Mais pourquoi cette liste longue comme un jour sans pain ? Tout simplement parce que ce métal est apporté dans les sols via les engrais, et notamment les engrais phosphatés. Et le bio n’est pas épargné par le phénomène, puisque l’agriculture biologique utilise comme engrais des roches phosphatées broyées.
Pour lutter contre ce fléau, l’Agence nationale de sécurité sanitaire préconise d’agir à la source en appliquant des valeurs limites de cadmium dans les engrais et en faisant la promotion de nouvelles pratiques culturales. Mais cela implique évidemment un engagement de l’ensemble de la filière agricole.
Que peut faire le consommateur ?
Quant à nous, consommateurs, sommes-nous condamnés à avoir des sueurs froides à chaque repas en regardant notre assiette ?

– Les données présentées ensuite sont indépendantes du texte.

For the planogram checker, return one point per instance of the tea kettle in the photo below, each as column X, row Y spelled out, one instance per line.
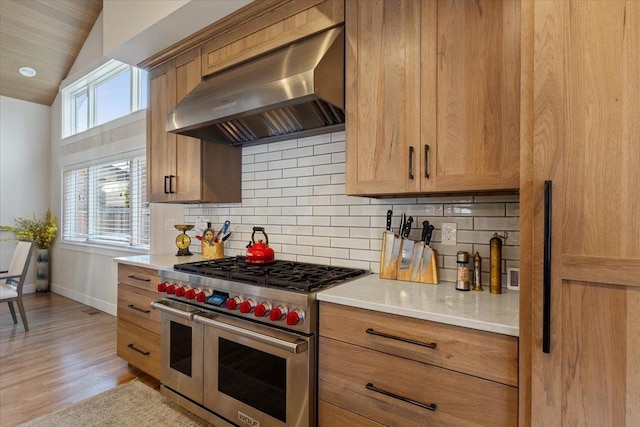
column 259, row 252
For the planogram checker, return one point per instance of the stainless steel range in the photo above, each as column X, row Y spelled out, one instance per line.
column 239, row 339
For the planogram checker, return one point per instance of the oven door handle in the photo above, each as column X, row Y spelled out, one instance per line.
column 296, row 347
column 165, row 307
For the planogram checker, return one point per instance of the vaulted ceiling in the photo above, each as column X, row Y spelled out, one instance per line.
column 45, row 35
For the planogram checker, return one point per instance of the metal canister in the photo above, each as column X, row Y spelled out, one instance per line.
column 495, row 272
column 463, row 284
column 477, row 272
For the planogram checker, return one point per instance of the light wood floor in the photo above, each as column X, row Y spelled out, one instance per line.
column 69, row 354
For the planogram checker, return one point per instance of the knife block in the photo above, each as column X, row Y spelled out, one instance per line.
column 428, row 273
column 391, row 251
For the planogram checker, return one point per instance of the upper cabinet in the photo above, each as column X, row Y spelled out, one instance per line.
column 180, row 168
column 432, row 96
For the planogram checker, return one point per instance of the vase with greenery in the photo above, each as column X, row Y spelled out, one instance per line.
column 42, row 233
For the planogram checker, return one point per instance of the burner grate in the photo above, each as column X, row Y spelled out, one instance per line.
column 291, row 275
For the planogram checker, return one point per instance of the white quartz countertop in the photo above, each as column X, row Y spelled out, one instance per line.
column 157, row 260
column 439, row 303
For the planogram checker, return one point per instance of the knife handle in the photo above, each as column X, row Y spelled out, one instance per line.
column 425, row 229
column 546, row 275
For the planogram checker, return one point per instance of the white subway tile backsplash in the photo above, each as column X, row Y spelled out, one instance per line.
column 268, row 157
column 295, row 189
column 315, row 160
column 331, row 210
column 303, row 153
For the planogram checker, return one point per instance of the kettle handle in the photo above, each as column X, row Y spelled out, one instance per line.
column 259, row 229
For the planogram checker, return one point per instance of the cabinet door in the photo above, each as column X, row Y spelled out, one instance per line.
column 160, row 144
column 382, row 96
column 470, row 103
column 586, row 140
column 188, row 155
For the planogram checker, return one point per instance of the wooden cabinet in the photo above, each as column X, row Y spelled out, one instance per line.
column 432, row 96
column 381, row 368
column 138, row 324
column 181, row 168
column 265, row 32
column 581, row 93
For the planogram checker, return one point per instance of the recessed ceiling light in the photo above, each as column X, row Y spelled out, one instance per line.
column 27, row 71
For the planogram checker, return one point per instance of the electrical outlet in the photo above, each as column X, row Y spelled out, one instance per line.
column 449, row 233
column 169, row 224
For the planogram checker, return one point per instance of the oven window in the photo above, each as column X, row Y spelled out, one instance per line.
column 254, row 377
column 181, row 346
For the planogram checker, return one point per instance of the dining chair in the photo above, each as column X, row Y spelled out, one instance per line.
column 11, row 289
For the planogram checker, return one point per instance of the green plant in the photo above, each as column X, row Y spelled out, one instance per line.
column 42, row 233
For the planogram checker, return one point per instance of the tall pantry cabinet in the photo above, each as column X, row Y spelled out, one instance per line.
column 181, row 168
column 581, row 132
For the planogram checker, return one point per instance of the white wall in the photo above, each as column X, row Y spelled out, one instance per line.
column 137, row 30
column 24, row 169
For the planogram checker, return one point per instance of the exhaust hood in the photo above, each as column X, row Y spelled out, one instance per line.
column 294, row 91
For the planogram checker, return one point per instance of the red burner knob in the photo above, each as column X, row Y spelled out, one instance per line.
column 247, row 306
column 262, row 309
column 295, row 317
column 232, row 303
column 181, row 291
column 278, row 313
column 203, row 295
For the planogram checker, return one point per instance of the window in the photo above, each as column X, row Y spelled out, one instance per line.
column 112, row 91
column 107, row 204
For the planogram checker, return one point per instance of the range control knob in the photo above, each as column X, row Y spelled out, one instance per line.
column 247, row 306
column 262, row 309
column 202, row 295
column 278, row 313
column 232, row 303
column 181, row 291
column 295, row 317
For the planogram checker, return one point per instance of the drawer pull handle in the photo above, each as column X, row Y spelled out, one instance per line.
column 144, row 353
column 133, row 307
column 393, row 337
column 431, row 407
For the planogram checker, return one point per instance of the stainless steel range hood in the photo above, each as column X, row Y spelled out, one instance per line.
column 294, row 91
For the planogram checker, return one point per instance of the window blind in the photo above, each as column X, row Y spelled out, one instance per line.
column 106, row 204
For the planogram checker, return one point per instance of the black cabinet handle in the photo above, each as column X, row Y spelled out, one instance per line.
column 430, row 407
column 407, row 340
column 410, row 162
column 546, row 279
column 144, row 353
column 133, row 307
column 426, row 161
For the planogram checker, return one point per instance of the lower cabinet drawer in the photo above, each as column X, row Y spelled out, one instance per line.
column 398, row 392
column 134, row 306
column 331, row 416
column 139, row 347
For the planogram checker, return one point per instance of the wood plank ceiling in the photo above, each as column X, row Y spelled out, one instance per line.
column 45, row 35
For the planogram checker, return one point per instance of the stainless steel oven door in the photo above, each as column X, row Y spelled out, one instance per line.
column 180, row 349
column 256, row 375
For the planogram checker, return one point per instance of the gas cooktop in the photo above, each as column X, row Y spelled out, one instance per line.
column 296, row 276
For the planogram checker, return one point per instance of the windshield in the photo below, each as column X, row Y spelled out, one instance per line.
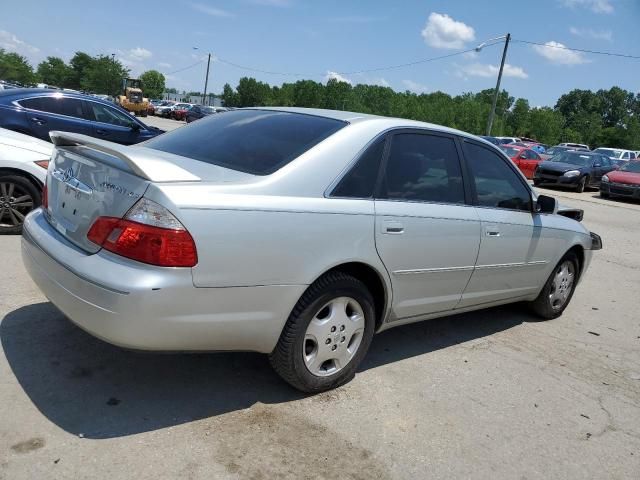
column 610, row 152
column 252, row 141
column 510, row 151
column 633, row 167
column 573, row 158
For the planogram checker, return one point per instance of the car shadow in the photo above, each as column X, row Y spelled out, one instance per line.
column 86, row 386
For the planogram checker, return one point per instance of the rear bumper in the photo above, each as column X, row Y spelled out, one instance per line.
column 620, row 190
column 151, row 308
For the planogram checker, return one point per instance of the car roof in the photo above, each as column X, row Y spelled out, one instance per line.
column 383, row 123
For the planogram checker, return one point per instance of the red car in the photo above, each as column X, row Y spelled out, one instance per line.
column 624, row 182
column 526, row 160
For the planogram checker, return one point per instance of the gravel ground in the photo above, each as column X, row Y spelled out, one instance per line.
column 492, row 394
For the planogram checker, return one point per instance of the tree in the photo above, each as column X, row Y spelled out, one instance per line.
column 104, row 75
column 79, row 64
column 15, row 68
column 152, row 84
column 53, row 71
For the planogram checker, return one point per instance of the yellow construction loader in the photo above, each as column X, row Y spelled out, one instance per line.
column 132, row 99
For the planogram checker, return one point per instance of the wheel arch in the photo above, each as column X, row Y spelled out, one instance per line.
column 374, row 281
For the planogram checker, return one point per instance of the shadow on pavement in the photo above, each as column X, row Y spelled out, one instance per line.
column 86, row 386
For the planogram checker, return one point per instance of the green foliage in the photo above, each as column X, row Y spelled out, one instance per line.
column 53, row 71
column 15, row 68
column 152, row 84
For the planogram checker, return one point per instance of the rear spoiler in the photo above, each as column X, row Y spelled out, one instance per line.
column 139, row 161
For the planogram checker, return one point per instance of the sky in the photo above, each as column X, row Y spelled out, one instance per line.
column 321, row 39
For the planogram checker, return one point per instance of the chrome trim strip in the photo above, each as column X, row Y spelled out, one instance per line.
column 419, row 271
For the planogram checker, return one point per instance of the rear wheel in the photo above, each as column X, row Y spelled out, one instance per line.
column 18, row 196
column 327, row 334
column 558, row 290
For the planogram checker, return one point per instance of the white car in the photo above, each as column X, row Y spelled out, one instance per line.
column 23, row 169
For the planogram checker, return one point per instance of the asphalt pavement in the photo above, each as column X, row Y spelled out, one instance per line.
column 493, row 394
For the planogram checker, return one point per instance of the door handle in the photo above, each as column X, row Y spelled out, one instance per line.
column 392, row 227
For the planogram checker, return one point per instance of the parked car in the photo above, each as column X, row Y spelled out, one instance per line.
column 179, row 112
column 624, row 182
column 573, row 169
column 36, row 112
column 23, row 169
column 494, row 140
column 580, row 146
column 550, row 152
column 618, row 155
column 525, row 159
column 288, row 244
column 199, row 111
column 507, row 140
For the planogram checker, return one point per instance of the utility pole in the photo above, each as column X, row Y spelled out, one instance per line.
column 496, row 93
column 206, row 82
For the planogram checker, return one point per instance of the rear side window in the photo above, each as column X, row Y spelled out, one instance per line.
column 361, row 179
column 497, row 185
column 252, row 141
column 423, row 168
column 71, row 107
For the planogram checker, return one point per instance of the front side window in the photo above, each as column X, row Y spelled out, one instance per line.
column 423, row 168
column 71, row 107
column 496, row 184
column 360, row 181
column 105, row 114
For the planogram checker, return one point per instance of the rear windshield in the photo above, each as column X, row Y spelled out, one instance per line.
column 251, row 141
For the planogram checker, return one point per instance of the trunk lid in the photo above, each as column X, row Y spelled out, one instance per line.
column 89, row 178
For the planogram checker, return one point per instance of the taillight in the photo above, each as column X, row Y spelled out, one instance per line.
column 45, row 196
column 148, row 233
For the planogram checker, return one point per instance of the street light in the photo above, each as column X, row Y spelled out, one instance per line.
column 492, row 113
column 206, row 78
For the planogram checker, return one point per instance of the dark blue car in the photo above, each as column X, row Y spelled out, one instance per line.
column 36, row 112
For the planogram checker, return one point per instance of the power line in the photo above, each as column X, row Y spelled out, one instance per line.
column 596, row 52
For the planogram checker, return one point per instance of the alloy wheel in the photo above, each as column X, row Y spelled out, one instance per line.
column 15, row 203
column 333, row 336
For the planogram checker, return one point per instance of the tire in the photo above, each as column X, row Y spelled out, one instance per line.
column 545, row 305
column 18, row 196
column 299, row 355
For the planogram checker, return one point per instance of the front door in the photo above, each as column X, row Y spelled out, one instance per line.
column 514, row 248
column 426, row 234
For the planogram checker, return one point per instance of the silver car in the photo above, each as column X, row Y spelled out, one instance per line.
column 293, row 232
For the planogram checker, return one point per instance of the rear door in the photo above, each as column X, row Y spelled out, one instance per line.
column 55, row 112
column 109, row 123
column 426, row 234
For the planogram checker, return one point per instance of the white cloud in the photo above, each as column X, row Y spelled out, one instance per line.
column 486, row 70
column 11, row 43
column 442, row 31
column 590, row 33
column 557, row 53
column 415, row 87
column 139, row 54
column 336, row 76
column 212, row 11
column 596, row 6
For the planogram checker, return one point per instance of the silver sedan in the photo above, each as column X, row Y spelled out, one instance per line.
column 297, row 233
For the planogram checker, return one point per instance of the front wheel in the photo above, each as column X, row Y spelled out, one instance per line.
column 18, row 196
column 327, row 334
column 558, row 290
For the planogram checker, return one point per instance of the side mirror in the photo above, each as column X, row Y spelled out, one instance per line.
column 546, row 204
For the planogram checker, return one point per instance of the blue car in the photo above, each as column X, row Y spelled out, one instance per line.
column 36, row 112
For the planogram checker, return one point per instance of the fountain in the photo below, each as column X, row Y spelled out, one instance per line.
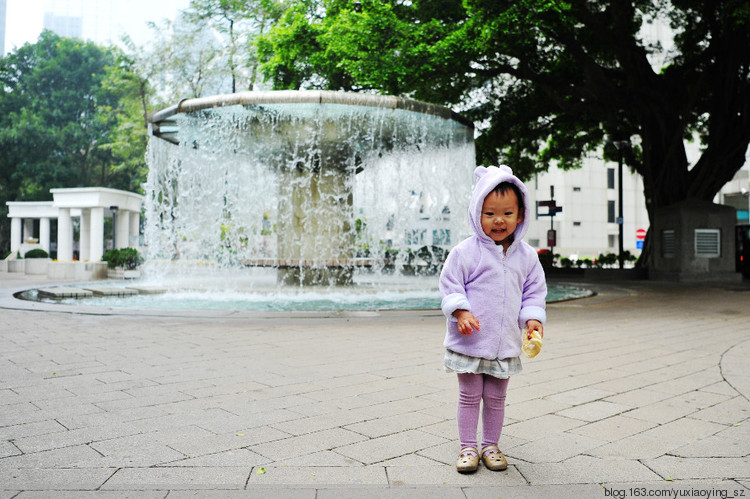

Nous avons au moins deux axes d’action sur le sujet. Nous pouvons, bien sûr, individuellement, limiter notre consommation de produits à base de blé sucrés et salés, tels que les céréales du petit-déjeuner, gâteaux, biscuits… et introduire plus de légumineuses dans les repas à la place des aliments à base de blé comme les pâtes. Mais globalement, ça ne règlera pas ce véritable problème de santé publique. Et nous pouvons aussi, collectivement, faire entendre notre voix, et réclamer un droit de regard sur ce qui se retrouve dans nos assiettes et, in fine, dans notre organisme.